During her 2018 state auditor reelection campaign, Galloway said she would disassociate with any dark money groups that supported her, saying she has “taken a stand against dark money from the very beginning.”

“I don’t want anything to do with dark money,” Galloway said. “I think it is wrong. I don’t care where it comes from, I don’t care what side it is from, I have taken a stand against dark money from the very beginning because I absolutely think it’s wrong.”

Galloway went on to announce her gubernatorial bid in an August 2019 campaign video that accused Parson of taking dark money from “corporations and lobbyists.” Her Keep Government Accountable PAC has taken in nearly $200,000 from limited liability companies since 2018, state filings show. Galloway is allowed to fundraise for the PAC under Missouri campaign finance law.

Galloway, who did not respond to a request for comment, again attacked dark money in a May 4 interview with the Kansas City Star. She said that while she supported former Missouri governor Eric Greitens’s “willingness to say the system is broken,” she took issue with his association with dark money groups.

“He didn’t approach it the right way, and I hate dark money with a passion, but he was willing to take on the system, and I’m willing to shake it up,” she said.

Galloway’s backers at 314 Action also accept corporate money—the hybrid PAC reported a six-figure donation from Gemini Trust Company, a New York-based digital currency exchange, in May 2018. Founded two years prior and named for the first three digits of the number pi, the group backs “pro-science” candidates for federal and state office. While Morrow told Scientific American that 314 Action initially used its nonprofit arm for “issue-based advocacy,” the group began using money from the nonprofit to finance political ads during the midterm elections. It went on to use its nonprofit arm to launch a digital ad campaign supporting Rep. Joe Cunningham (D., S.C.) in December 2019, according to South Carolina’s Post and Courier.

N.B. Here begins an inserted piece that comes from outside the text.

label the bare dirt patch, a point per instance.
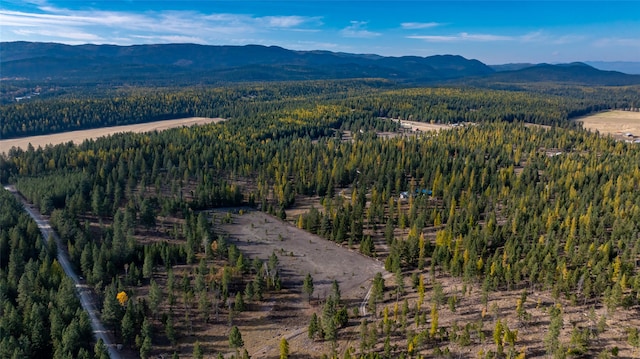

Morrow did not respond to a request for comment on the group’s use of its nonprofit arm for political spending.

Every single one of 314 Action’s candidate contributions since 2018 has gone to Democrats, including Sen. Chris Coons (D., Del.), Reps. Lauren Underwood (D., Ill.) and T.J. Cox (D., Calif.), and Arizona Senate hopeful Mark Kelly, according to the Center for Responsive Politics. The group has also backed Rep. Jeff Van Drew (R., N.J.), but those contributions came before the former Democrat flipped his party affiliation in January to protest the impeachment of President Donald Trump.

Galloway has emerged as the likely Democratic nominee for governor in Missouri, though she will have to defeat four other candidates before taking on Parson in November. President Donald Trump endorsed Parson in September after winning the state by nearly 20 points in 2016.